Condo Buying Easier with New FHA Guidelines

Though officials haven’t given the specifics, the Federal Housing Administration (FHA) is gearing up for changes to its highly controversial rules that have rendered a large number of condos as ineligible for the agency’s low-down-payment insured mortgages. This will be refreshing news to the thousands of condominium owners and buyers throughout the United States regarding mortgage financing.

The revisions could remove some of the hurdles that have dissuaded condominium homeowner association boards from seeking FHA approval or recertification of their buildings for FHA loans over the last 18 months. According to the agency’s current regulations, individual units in a building cannot be sold to buyers using FHA-insured mortgages unless the property, as a whole, has been approved for financing.

According to builders, lenders, condominium experts and realty agents, the FHA’s guidelines have become too strict and have cut buyers from their best source of low-cost mortgage funds, thereby frustrating the real estate recovery that the Obama administration says it advocates.

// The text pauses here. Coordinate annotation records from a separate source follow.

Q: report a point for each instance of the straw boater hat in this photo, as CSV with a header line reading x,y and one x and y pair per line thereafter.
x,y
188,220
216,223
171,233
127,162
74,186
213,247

Christopher L. Gardner, managing member of FHA Pros, a national consulting firm based in Northridge that assists condo boards in obtaining FHA approvals, said only 25 percent of all condominium projects that are potentially eligible for FHA financing are approved. That is, despite the fact, Gardner said, that FHA financing is the number one mortgage choice for half of all condo buyers and is critical to many first-time and minority purchasers.

Moe Veissi, president of the National Association of Realtors and a broker in Miami, said the FHA’s overly strict rules “have had an enormous impact on individuals” across the United States, especially owners of condo projects who find they are unable to sell their units because their condo board has not sought or obtained approval from the FHA which is a direct result of objections to the FHA’s strict criteria. This, in turn, depresses the prices that unit owners can obtain and ultimately harms their equity holdings and financial futures as well, Veissi said.

FHA officials ardently defend their requirements as being prudent and necessary to avoid insurance fund losses but have expressed a willingness to reconsider some of the concerns that have been disconcerting to the real estate industry and condo owners. Among the largest areas of contention of the agency’s rules are its limitations on:

• Non-owner occupancy. The FHA requires no more than 50 percents of the units in a building or project be non-owner-occupied. This rule alone has caused large numbers of condominiums in hard-hit markets to be ineligible for FHA financing, where investors purchased units for cash specifically to turn into rentals.

• Delinquent condominium association fee payments. The agency refuses to approve a project where more than 15 percent of the residences are 30 days or more behind on condo fee payments to the association. Considering the dismal state of the economy, this has been a significant problem for thousands of associations, even those in relatively prosperous markets.

• Non-residential space usage. The agency has set a cap of 25 percent of the total floor space in a project for commercial use. Critics say this is unrealistic and too low for condo projects in urban areas, where office and retail revenues are often important to overall financial feasibility.

The FHA has imposed a long list of other requirements on reserves and insurance, plus a highly controversial rule that associations interpret as creating harsh legal liabilities for condo board officers, if applications for FHA approvals contain inaccuracies.

The agency is expected to clarify the personal liability language as well as make other modifications in its forthcoming rules. Whether the changes will be enough to persuade homeowner boards to apply for approvals in large numbers is uncertain, at best, but industry experts say that they and unit owners are likely to welcome whatever loosening of the current restrictions FHA can offer.